Spyro Gyra

Over the last 40+ years, Spyro Gyra show no sign of slowing down. Over the course of their career they have played over five thousand concerts, plus released over thirty albums, selling over ten million albums while also achieving one platinum and two gold albums. 

Bandleader and saxophonist Jay Beckenstein and keys player Jeremy Wall set up the group in Buffalo in 1974. And before long they had got together a group of solid players formed of the musicians who regularly attended their jam sessions on the local club scene.  One of them, Tom Schuman who played second keys, has remained loyal to the band to this day. Eventually the owner of the club, where the band played, urged them to come up with a band name. Recalling the name of some green algae he had encountered during his biology studies, Jay half-jokingly put forward the name Spirogyra. The owner misspelt it Spyro Gyra, and the name stuck. 

In their earliest days, Spyro Gyra took their cues from Weather Report and Return to Forever – bands famed for their innovative approach to jazz and which later influenced the coining of jazz-fusion as a genre.

The first few years saw the group’s identity split into playing live acts and recording albums with an impressive range of guest musicians, including New York’s very best session players at that time. In 1983, Beckenstein made the decision to make the albums the work of the band members he shared the stage with night after night, only supplementing with occasional guests.
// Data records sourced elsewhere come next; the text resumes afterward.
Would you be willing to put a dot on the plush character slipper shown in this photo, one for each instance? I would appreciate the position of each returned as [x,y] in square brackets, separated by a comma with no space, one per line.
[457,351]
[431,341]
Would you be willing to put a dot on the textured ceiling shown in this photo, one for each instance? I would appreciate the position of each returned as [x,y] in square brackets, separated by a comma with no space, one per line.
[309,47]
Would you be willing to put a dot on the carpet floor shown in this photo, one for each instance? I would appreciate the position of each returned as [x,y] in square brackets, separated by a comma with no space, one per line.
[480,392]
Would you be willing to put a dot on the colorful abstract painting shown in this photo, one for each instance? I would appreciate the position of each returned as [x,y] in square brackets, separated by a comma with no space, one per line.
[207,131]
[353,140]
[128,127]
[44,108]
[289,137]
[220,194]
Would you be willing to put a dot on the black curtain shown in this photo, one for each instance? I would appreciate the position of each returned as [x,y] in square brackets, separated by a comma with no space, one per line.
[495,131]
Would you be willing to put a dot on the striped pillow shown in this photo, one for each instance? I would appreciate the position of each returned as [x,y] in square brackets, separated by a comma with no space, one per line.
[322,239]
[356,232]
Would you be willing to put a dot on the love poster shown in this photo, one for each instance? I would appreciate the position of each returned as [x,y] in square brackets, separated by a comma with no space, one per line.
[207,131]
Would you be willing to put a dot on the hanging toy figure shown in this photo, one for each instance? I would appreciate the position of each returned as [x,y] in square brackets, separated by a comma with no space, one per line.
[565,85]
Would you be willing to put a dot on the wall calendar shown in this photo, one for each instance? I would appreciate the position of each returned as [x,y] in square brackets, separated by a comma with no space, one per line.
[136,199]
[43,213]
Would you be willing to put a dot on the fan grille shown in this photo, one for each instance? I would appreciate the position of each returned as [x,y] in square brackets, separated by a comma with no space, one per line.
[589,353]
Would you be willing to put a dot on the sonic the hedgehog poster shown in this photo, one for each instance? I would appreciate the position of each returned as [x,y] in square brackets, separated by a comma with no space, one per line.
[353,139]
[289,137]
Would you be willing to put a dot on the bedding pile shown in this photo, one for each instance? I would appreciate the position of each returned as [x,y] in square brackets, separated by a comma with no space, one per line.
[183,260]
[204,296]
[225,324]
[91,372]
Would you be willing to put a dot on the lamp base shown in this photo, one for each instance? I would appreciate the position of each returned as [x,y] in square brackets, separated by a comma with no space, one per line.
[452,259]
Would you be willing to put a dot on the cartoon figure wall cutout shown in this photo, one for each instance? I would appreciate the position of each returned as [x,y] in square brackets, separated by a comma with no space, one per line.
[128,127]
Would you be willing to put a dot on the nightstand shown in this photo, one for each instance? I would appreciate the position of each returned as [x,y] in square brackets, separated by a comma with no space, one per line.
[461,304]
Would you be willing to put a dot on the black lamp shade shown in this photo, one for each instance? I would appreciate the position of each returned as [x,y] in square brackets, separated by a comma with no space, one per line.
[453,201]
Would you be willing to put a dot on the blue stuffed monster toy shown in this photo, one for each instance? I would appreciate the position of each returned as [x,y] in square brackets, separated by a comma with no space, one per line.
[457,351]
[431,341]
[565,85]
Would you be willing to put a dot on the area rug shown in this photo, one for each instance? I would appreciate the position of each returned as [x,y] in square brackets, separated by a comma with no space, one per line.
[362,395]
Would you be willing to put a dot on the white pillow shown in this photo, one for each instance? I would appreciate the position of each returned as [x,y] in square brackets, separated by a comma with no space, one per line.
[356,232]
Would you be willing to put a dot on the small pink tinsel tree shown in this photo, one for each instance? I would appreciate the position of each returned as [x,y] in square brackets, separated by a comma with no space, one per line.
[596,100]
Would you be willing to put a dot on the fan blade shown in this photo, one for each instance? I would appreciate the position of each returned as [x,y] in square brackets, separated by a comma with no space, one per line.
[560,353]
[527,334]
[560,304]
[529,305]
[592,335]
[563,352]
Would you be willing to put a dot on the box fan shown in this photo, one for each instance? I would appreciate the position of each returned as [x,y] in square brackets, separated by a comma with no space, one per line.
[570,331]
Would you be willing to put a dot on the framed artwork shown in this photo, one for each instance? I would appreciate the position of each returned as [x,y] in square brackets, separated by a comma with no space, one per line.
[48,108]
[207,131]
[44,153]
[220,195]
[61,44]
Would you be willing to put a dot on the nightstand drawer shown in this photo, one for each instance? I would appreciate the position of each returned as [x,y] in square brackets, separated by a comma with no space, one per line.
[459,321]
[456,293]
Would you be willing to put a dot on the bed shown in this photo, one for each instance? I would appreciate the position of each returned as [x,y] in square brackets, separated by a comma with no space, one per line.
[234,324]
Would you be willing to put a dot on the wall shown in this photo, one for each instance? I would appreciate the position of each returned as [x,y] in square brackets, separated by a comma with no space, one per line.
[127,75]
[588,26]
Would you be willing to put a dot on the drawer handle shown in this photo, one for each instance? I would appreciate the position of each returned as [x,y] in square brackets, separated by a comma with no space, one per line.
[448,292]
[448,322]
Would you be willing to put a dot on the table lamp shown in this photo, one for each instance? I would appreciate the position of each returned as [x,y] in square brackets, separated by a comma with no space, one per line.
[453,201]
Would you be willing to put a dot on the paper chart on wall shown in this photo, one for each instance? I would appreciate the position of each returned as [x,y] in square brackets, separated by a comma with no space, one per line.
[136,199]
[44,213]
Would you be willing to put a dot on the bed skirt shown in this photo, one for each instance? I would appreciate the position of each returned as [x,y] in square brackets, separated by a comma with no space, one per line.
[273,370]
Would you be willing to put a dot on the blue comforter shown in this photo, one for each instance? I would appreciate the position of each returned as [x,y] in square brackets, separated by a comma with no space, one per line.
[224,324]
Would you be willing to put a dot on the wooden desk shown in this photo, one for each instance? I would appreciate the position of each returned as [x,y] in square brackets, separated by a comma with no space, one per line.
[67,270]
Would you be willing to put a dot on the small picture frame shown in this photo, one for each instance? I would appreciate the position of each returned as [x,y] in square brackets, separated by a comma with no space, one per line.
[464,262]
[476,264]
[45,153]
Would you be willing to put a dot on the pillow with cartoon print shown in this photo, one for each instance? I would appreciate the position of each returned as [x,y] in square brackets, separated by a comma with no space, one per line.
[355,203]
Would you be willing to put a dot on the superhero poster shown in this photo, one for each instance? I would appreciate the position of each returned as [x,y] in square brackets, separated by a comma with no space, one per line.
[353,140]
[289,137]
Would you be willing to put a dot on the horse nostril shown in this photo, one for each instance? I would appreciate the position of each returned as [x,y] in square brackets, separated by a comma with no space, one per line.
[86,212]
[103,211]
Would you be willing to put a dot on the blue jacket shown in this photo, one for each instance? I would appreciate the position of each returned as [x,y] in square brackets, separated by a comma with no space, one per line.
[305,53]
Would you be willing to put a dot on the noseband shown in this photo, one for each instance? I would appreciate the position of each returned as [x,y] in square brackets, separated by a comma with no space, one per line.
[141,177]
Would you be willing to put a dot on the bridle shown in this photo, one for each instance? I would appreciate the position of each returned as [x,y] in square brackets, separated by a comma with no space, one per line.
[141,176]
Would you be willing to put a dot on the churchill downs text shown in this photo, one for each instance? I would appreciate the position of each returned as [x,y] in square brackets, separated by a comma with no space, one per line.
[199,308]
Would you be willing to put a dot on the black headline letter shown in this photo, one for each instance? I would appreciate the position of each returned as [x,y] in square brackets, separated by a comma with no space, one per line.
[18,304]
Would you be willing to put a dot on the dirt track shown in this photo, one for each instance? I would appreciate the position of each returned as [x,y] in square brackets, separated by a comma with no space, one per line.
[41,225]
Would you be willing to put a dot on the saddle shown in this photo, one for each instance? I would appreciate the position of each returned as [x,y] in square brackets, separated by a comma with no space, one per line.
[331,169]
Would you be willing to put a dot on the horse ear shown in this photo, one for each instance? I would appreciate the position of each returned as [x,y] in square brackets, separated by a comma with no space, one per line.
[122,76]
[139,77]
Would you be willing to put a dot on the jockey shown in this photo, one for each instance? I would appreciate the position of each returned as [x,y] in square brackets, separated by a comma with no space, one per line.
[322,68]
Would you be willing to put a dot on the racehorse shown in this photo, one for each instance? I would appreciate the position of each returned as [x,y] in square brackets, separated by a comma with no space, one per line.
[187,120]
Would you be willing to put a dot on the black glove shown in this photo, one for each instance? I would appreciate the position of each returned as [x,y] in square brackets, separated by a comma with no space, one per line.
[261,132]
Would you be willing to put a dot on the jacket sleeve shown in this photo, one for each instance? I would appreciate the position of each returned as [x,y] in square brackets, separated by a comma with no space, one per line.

The 1980s brought about a number of personnel changes. Julio Fernandez became the group’s guitarist in 1984 and, except for a short hiatus at the end of that decade, has continued in that position. Bass guitarist Scott Ambush joined the band in 1991 followed by the drummer Bonny Bonaparte in 2006.

Morning Dance can most certainly be described as a breakthrough album.  In 2014 Spyro Gyra chose to celebrate their 35th anniversary by embarking on a spectacular concert tour.  The Rhinebeck Sessions (2013) is a CD well worth investing in, bringing back to life the band’s extraordinary gift for improvisation and creative co-working in real time. The complete recording was made in three days and was dubbed by critics as their best album since the early 1980s. Their long-awaited album Vinyl Tap is being released in 2019, which features re-arrangements of classic rock tracks.

 “My hope is that our music has the same effect on the audience that it does on me,” says Beckenstein. “I’ve always felt that music, and particularly instrumental music, has this non-literal quality that lets people travel to a place where there are no words. Whether it’s touching their emotions or connecting them to something that reminds them of something much bigger than themselves, there’s this beauty in music that’s not connected to sentences. It’s very transportive. I would hope that when people hear our music or come to see us, they’re able to share that with us. That’s the truly glorious part of being a musician.”